[0001] The present invention relates to a human β-amyloid antibody, a method of purification thereof and the use of this ββ-amyloid antibody in treatment of amyloid associated diseases, especially Alzheimer's Disease.

[0002] Alzheimer's disease is a progredient disease initially manifesting itself with partial amnesia, and later restlessness, dysorientation, aphasia, agnosia or apraxia (cognitive decline), dementia and sometimes euphoria or depressions. The disease typically starts at 40 to 90 years of age and predominantly affects females. As to its occurrence, estimations are about 5% of the population above 65 years age. Alzheimer thus constitutes a major problem in industrialised countries.

[0003] In Alzheimer's disease brain region-specific amyloid deposition is a key neuropathological feature which is accompanied by astrogliosis, microgliosis, cytoskeletal changes, and synaptic loss. These pathological alterations are thought to be linked to the cognitive decline and dementia which defines the disease. These neuritic depositions or plaques and neurofibrillary tangles comprise the major neuropathological changes associated with Alzheimer's disease. Although other neuropathological changes have been linked to Alzheimer's disease, evidence indicates that they are as well somehow related to the classical lesions.

[0004] Neuritic plaques are spherical, multicellular lesions that are usually found in moderate or large numbers in limbic structures and association neocortex. The plaques contain extracellular deposits of β-amyloid protein (Aβ)that include abundant amyloid fibrils intermixed with non-fibrillar forms of this peptide. The major protein constituent of plaques is the β-amyloid protein (Aβ). Neuritic plaques have degenerating axons and dendrites within and intimately surrounding the plaque. Such plaques also contain variable numbers of activated microglia that are often situated within and near the fibrillar amyloid core, as well as reactive astrocytes surrounding the core.

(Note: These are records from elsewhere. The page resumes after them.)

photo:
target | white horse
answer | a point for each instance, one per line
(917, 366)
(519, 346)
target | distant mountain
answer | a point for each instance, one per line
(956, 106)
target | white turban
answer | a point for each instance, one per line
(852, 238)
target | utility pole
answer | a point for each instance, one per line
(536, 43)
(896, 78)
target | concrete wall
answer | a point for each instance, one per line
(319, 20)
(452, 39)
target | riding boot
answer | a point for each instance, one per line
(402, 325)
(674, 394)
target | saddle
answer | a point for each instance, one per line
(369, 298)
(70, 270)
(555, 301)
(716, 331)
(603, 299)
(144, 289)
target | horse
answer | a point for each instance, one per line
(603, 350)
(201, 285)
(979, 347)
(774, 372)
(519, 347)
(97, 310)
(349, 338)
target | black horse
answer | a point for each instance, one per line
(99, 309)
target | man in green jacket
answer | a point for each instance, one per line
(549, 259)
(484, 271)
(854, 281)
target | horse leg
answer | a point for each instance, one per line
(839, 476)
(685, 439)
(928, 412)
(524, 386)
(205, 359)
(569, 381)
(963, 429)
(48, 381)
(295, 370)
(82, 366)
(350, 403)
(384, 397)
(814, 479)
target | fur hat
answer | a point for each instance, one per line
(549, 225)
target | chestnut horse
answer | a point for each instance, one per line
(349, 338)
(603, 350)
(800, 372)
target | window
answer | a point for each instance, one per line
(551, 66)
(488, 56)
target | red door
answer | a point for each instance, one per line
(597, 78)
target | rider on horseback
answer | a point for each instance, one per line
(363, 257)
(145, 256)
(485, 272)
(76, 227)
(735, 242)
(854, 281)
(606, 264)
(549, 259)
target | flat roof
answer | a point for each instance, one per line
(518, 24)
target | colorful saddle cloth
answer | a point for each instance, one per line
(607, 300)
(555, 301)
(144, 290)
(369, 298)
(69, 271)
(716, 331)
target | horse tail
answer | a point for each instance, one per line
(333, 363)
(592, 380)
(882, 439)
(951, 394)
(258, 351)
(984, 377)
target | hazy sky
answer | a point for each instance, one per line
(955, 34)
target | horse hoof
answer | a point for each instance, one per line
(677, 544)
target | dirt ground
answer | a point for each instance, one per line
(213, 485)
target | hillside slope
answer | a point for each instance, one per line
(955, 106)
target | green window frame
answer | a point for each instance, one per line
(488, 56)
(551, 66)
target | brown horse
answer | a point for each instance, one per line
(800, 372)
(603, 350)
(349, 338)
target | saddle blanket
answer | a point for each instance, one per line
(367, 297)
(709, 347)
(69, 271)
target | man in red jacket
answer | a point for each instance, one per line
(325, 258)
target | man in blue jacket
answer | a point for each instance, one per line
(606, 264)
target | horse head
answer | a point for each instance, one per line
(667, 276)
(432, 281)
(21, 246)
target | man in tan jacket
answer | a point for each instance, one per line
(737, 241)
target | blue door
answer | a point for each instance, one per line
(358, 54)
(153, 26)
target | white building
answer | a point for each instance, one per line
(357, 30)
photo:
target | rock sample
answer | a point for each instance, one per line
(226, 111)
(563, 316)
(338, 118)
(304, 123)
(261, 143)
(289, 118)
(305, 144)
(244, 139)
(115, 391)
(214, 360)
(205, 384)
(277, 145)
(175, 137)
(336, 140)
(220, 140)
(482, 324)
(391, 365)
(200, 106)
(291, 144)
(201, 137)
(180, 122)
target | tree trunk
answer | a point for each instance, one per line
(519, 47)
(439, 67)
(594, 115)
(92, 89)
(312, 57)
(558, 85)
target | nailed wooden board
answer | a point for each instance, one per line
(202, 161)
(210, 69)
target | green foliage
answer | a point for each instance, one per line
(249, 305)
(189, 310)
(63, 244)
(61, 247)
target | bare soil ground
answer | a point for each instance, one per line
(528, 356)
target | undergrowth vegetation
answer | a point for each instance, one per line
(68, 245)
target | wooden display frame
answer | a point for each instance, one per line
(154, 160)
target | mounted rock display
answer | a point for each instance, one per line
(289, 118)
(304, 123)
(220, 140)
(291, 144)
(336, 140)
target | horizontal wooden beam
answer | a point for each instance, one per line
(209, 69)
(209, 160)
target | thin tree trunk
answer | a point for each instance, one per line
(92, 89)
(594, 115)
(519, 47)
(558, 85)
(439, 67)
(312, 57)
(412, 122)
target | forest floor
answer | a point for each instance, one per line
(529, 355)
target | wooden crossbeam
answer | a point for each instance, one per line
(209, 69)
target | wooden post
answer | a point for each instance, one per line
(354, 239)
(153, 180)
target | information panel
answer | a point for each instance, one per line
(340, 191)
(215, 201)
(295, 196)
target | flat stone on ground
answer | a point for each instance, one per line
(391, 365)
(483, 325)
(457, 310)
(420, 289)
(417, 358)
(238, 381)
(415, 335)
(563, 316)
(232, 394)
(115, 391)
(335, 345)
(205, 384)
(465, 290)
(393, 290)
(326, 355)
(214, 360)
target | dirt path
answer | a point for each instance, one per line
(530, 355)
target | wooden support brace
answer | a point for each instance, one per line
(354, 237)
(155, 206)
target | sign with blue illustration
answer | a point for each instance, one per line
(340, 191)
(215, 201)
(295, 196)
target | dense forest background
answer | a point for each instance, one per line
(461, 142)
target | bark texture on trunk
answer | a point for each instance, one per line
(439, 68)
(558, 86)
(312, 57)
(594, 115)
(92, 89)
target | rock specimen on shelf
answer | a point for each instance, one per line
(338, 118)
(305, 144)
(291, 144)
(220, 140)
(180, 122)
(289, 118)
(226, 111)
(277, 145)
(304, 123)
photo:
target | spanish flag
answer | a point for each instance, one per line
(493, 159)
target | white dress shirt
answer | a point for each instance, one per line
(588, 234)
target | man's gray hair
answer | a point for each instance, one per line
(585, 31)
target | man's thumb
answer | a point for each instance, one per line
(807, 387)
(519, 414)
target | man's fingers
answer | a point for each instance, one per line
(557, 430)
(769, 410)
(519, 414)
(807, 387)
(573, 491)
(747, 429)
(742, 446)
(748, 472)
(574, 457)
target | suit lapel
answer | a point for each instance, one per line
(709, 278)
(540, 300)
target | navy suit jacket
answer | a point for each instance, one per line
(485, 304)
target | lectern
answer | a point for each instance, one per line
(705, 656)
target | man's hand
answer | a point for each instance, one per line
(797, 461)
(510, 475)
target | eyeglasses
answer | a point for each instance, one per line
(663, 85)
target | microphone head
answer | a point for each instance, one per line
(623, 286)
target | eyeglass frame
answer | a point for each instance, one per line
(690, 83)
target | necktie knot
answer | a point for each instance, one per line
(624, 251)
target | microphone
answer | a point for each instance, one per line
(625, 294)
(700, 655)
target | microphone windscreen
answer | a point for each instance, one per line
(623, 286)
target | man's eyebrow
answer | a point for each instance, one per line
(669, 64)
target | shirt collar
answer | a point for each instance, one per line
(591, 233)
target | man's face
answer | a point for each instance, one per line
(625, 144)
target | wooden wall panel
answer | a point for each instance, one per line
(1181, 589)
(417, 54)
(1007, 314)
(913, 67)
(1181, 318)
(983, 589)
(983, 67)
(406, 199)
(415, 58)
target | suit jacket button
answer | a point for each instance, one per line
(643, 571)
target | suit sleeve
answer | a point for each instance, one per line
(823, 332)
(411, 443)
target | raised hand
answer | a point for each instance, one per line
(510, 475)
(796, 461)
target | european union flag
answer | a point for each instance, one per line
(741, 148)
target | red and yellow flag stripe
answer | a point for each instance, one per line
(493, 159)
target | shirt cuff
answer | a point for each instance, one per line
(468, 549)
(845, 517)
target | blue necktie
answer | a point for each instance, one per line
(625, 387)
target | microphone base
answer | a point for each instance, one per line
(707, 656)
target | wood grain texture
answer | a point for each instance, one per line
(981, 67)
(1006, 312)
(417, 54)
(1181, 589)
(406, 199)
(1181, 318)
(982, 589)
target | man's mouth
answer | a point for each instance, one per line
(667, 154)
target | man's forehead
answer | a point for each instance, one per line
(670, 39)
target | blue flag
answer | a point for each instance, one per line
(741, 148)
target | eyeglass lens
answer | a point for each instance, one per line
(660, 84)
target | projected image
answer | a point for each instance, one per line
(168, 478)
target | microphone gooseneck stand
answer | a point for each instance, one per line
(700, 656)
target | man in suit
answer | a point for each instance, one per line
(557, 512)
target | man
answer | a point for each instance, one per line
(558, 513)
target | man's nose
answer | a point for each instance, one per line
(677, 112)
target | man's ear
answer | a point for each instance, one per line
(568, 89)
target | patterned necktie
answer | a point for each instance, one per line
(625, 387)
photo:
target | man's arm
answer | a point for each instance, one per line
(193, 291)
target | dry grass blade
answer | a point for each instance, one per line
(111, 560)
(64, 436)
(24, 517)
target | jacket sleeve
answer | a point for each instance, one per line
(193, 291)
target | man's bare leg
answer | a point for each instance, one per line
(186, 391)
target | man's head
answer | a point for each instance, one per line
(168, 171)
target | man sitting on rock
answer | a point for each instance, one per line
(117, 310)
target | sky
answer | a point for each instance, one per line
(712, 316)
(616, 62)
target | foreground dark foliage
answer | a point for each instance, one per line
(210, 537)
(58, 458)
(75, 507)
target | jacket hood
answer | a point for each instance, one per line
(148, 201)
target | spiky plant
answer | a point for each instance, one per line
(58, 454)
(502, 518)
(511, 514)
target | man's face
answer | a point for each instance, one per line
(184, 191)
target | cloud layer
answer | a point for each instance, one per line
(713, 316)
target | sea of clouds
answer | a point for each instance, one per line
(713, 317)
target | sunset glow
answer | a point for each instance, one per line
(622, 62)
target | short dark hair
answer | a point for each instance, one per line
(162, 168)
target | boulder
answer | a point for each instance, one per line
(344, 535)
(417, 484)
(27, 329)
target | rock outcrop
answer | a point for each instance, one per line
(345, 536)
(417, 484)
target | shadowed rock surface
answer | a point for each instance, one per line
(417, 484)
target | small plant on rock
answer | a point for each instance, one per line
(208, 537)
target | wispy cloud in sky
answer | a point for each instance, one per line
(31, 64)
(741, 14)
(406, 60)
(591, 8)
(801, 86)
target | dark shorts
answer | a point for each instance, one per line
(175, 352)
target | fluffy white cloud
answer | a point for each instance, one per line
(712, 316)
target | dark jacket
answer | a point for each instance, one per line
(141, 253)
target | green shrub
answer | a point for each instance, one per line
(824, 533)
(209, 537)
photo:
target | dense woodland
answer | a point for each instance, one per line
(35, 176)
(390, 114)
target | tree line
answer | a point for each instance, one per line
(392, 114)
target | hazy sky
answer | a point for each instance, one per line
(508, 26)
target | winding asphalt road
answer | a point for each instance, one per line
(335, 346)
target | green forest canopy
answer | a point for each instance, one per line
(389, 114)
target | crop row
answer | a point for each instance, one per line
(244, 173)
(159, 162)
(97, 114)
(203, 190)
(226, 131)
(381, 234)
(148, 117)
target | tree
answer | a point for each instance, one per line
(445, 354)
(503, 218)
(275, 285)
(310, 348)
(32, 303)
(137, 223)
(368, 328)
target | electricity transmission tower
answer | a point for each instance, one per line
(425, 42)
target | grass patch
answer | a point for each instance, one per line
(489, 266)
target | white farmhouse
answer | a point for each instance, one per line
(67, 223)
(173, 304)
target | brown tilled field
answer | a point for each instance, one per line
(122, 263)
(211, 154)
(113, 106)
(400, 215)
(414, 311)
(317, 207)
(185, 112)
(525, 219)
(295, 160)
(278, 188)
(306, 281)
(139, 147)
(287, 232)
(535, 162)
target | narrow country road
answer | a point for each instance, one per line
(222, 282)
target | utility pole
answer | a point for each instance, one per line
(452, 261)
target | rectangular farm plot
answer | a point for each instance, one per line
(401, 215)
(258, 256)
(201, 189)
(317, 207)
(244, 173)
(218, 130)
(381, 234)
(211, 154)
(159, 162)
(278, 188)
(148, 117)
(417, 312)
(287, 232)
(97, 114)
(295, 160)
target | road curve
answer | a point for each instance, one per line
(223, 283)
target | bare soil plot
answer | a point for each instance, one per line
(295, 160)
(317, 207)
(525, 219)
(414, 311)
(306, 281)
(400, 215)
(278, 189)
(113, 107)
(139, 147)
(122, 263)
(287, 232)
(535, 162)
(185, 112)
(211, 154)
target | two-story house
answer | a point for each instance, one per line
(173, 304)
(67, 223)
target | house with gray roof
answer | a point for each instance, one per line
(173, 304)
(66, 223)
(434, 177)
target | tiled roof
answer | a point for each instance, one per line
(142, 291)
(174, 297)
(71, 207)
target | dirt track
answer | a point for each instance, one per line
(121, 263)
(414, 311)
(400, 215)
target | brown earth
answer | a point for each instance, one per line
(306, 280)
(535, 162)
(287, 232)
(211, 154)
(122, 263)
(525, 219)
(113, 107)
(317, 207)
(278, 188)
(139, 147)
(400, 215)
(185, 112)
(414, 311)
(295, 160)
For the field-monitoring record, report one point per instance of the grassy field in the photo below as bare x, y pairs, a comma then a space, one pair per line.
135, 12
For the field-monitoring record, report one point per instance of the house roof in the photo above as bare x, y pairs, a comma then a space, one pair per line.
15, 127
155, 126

[0005] The major constituent of the plaque, the β-amyloid protein, arises from a larger precursor protein, the amyloid precursor protein (APP). The amyloid precursor protein (APP) refers to a group of ubiquitously expressed proteins whose heterogeneity arises from both alternative splicing and posttranslational processes. Cleavage of APP in its COOH-terminal region in the transmembrane domain by β-secretase and γ-secretase results in the formation of the β-amyloid protein.

[0006] Aβ is secreted continuously by normal cells and can be detected as a circulating peptide in the plasma and cerebrospinal fluid (CSF) of healthy humans. In Alzheimer's disease it is thought that increased production of Aβ and/or a decreased metabolism of Aβ may lead to plaque deposition and consecutively to the neuropathological changes associated with Alzheimer's disease. Evidence for the role of Aβ in Alzheimer's disease include the observation that miss-sense mutations in the APP have been found to be the cause of familial Alzheimer disease cases.

[0007] Several endogenous substrates, including apolipoprotein E have been shown to be associated with plaque formation. In transgenic mice APP^V717F (PDAPP) the lack of the apolipoprotein E gene (apoE-knock-out mice) results in the absence of amyloid plaque deposition (Games et al., Nature 1995; Bales et al., Nat Genet 1997). These transgenic mice (PDAPP) normally develop amyloid plaques in an age-dependent manner starting at three months of age.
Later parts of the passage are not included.